24 De God, Die de wereld gemaakt heeft en alles wat daarin is; Deze, zijnde een Heere des hemels en der aarde, woont niet in tempelen met handen gemaakt;
25 En wordt ook van mensenhanden niet gediend, als iets behoevende, alzo Hij Zelf allen het leven en den adem, en alle dingen geeft;
26 En heeft uit een bloede het ganse geslacht der mensen gemaakt, om op den gehelen aardbodem te wonen, bescheiden hebbende de tijden te voren geordineerd, en de bepalingen van hun woning.
27 Opdat zij den Heere zouden zoeken, of zij Hem immers tasten en vinden mochten; hoewel Hij niet verre is van een iegelijk van ons.
28 Want in Hem leven wij, en bewegen ons, en zijn wij; gelijk ook enigen van uw poeten gezegd hebben: Want wij zijn ook Zijn geslacht.
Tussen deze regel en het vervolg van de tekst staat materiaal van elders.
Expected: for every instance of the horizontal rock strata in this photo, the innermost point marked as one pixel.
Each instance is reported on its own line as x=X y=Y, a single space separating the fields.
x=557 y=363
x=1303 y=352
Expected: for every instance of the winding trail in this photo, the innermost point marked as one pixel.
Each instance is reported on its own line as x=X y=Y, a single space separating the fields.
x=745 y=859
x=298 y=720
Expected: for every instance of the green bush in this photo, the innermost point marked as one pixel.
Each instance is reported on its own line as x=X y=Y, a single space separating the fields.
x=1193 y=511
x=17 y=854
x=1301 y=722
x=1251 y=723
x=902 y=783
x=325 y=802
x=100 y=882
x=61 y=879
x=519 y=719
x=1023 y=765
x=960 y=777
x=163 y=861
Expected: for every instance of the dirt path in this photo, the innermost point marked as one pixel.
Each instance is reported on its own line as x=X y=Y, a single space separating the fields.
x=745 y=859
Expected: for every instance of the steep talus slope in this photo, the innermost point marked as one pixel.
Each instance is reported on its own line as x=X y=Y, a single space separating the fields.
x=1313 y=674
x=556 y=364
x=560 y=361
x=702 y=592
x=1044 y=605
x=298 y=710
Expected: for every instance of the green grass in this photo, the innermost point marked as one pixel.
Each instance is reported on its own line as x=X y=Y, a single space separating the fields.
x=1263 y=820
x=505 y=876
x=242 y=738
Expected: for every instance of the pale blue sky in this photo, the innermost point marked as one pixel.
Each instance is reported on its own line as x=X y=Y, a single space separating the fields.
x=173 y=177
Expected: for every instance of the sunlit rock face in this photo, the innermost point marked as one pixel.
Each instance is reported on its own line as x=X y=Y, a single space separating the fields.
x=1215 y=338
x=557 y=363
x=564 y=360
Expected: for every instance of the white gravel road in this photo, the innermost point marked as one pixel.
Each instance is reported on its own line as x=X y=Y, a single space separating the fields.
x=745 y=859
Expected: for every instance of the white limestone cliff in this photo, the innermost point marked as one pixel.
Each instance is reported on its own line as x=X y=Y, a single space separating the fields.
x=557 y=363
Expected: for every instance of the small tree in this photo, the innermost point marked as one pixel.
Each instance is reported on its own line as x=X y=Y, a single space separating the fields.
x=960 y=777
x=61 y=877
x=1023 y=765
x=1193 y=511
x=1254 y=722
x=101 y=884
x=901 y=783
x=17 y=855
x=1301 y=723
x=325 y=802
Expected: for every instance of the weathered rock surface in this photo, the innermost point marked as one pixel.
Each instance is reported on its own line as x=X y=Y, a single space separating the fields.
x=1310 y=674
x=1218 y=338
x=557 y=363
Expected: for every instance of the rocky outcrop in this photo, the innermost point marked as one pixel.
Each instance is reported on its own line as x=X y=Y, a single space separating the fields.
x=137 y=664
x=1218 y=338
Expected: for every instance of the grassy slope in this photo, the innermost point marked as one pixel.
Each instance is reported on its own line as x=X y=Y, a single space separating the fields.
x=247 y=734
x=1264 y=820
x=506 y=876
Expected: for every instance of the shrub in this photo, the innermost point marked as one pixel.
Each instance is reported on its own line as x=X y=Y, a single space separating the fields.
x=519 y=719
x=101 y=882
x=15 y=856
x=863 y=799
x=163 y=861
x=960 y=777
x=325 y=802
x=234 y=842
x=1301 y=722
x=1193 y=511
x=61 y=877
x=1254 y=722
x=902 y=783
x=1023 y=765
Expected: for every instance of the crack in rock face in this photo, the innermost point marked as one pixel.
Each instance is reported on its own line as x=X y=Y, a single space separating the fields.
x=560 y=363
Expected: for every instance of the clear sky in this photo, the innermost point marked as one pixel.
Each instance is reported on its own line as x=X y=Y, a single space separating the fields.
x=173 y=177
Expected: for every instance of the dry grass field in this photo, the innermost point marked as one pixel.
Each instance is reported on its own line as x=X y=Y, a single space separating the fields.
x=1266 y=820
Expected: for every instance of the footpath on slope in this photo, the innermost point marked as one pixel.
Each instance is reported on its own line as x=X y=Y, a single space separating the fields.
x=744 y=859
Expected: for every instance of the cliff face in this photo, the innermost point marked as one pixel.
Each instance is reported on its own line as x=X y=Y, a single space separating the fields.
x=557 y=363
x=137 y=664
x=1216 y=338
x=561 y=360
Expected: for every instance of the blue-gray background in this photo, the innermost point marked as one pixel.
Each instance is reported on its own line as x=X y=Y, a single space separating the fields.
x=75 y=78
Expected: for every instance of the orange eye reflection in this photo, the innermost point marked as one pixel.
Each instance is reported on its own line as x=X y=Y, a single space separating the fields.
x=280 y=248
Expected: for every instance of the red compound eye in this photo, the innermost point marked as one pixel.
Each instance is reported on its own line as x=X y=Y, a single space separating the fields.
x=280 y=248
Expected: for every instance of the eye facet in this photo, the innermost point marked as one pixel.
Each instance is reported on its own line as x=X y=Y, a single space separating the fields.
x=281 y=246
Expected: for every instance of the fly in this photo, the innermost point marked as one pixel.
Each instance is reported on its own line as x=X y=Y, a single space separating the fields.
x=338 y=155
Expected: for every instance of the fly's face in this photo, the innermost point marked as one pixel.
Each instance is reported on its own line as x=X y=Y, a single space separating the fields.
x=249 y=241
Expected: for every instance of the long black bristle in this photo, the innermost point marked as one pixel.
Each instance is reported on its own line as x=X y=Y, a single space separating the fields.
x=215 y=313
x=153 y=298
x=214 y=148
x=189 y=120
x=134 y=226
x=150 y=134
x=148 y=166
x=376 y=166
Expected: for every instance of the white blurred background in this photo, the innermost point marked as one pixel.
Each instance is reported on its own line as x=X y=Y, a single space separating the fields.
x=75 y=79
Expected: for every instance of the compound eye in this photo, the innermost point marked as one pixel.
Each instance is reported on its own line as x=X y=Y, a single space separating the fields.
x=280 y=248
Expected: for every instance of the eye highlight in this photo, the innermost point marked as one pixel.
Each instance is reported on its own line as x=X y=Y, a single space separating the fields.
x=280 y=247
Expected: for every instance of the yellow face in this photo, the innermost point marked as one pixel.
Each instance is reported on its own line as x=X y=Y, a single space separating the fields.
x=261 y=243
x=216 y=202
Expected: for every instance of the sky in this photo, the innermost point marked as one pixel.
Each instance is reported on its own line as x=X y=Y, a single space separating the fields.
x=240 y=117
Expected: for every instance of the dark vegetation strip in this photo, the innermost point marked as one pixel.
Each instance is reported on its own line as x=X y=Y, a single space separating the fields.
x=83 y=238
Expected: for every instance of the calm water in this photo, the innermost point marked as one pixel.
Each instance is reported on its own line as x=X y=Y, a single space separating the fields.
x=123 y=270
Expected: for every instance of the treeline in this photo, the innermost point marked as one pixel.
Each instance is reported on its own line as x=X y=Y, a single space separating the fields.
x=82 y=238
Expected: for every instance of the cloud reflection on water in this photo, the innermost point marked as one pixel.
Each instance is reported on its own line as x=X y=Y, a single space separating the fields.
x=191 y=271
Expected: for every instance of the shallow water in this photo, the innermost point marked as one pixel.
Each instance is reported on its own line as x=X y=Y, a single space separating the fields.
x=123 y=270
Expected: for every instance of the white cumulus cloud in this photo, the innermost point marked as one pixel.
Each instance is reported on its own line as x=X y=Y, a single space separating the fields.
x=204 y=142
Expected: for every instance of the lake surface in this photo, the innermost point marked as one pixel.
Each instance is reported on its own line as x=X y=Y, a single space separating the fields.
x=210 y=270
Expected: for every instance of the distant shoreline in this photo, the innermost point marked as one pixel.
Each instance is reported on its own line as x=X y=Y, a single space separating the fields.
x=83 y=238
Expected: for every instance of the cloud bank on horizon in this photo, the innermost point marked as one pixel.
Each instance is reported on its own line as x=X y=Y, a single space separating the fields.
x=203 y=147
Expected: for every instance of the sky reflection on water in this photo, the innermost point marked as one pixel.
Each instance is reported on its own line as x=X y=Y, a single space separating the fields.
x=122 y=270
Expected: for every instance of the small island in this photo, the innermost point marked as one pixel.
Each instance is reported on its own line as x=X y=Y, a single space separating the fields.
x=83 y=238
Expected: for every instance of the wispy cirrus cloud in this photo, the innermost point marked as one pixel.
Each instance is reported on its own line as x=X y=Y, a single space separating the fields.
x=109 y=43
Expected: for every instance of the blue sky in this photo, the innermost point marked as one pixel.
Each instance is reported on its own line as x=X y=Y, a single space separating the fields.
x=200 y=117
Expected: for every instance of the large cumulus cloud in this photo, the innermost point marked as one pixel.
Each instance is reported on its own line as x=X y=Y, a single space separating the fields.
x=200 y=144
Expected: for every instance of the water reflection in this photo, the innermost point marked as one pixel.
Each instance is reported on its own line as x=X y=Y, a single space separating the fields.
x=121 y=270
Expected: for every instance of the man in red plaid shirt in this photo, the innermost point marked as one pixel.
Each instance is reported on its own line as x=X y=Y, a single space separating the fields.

29 Wij dan, zijnde Gods geslacht, moeten niet menen, dat de Godheid goud, of zilver, of steen gelijk zij, welke door mensenkunst en bedenking gesneden zijn.
30 God dan, de tijden der onwetendheid overzien hebbende, verkondigt nu allen mensen alom, dat zij zich bekeren.
31 Daarom dat Hij een dag gesteld heeft, op welken Hij den aardbodem rechtvaardiglijk zal oordelen, door een Man, Dien Hij daartoe geordineerd heeft, verzekering daarvan doende aan allen, dewijl Hij Hem uit de doden opgewekt heeft.
32 Als zij nu van de opstanding der doden hoorden, spotten sommigen daarmede; en sommigen zeiden: Wij zullen u wederom hiervan horen.
33 En alzo is Paulus uit het midden van hen uitgegaan.
34 Doch sommige mannen hingen hem aan, en geloofden; onder welke was ook Dionysius, de Areopagiet, en een vrouw, met name Damaris, en anderen met dezelve.